Toms, Coons, Mulattoes, Mammies, and Bucks: An Interpretive History of Blacks in American Films, Donald Bogle:
This study of black images in American motion pictures, is re-issued for its 30th anniverary in its 4th edition. It includes the entire 20th century through black images in film, from the silent era to the unequalled rise of the new African American cinema and stars of today. From The Birth of a Nation, Gone with the Wind, and Carmen Jones to Shaft, Do the Right Thing, Waiting to Exhale, The Hurricane, and Bamboozled, Donald Bogle reveals the way the image of blacks in American cinema has changed—and also the shocking way in which it has often remained the same.
Post-Civil War Enslavement to a Modern Prison Nation
Lest we believe that enslavement ended with the Civil War and proclamations of emancipation, we need to disabuse ourselves of that notion.
Two books stand out for me in this respect.

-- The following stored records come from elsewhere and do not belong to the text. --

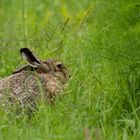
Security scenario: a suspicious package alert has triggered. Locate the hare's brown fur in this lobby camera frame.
[0,59,69,112]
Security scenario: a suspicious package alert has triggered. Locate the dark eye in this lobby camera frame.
[56,63,63,70]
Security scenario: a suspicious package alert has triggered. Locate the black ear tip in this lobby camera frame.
[20,48,30,53]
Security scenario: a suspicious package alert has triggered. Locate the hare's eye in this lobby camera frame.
[56,63,63,70]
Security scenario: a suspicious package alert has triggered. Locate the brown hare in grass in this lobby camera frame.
[0,48,69,114]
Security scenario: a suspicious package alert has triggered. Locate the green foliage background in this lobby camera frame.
[0,0,140,140]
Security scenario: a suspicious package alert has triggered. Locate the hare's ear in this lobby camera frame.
[13,65,38,74]
[20,48,40,67]
[20,48,48,72]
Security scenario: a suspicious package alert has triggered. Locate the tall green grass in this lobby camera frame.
[0,0,140,140]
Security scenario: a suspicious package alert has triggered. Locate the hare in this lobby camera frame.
[0,48,70,114]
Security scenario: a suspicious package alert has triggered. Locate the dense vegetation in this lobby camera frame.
[0,0,140,140]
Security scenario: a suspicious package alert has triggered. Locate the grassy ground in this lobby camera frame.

Slavery by Another Name: The Re-Enslavement of Black Americans from the Civil War to World War II, by Douglas A. Blackmon, which was awarded the Pulitzer Prize for general non-fiction in 2009.
In this groundbreaking historical expose, Douglas A. Blackmon brings to light one of the most shameful chapters in American history—when a cynical new form of slavery was resurrected from the ashes of the Civil War and re-imposed on hundreds of thousands of African-Americans until the dawn of World War II.
Under laws enacted specifically to intimidate blacks, tens of thousands of African Americans were arbitrarily arrested, hit with outrageous fines, and charged for the costs of their own arrests. With no means to pay these ostensible “debts,” prisoners were sold as forced laborers to coal mines, lumber camps, brickyards, railroads, quarries and farm plantations. Thousands of other African Americans were simply seized by southern landowners and compelled into years of involuntary servitude. Government officials leased falsely imprisoned blacks to small-town entrepreneurs, provincial farmers, and dozens of corporations—including U.S. Steel Corp.—looking for cheap and abundant labor. Armies of "free" black men labored without compensation, were repeatedly bought and sold, and were forced through beatings and physical torture to do the bidding of white masters for decades after the official abolition of American slavery.
The neoslavery system exploited legal loopholes and federal policies which discouraged prosecution of whites for continuing to hold black workers against their wills. As it poured millions of dollars into southern government treasuries, the new slavery also became a key instrument in the terrorization of African Americans seeking full participation in the U.S. political system.
The book is also a
documentary film.
Following up to today and what we still face, I end my short list with The New Jim Crow: Mass Incarceration in the Age of Colorblindness, by Michelle Alexander, which has evoked a multitude of laudatory reviews. For me, this has been the most important book published in this decade.
Last year, Alexander spoke about the New Jim Crow at a lecture during Black History Month.
I will stop here. There is no way that I can really do justice to a reading list, since I have to leave out more than I cover, but this was a start. Please join me in discussion and share the books that helped shape your understanding of race, racism and black history.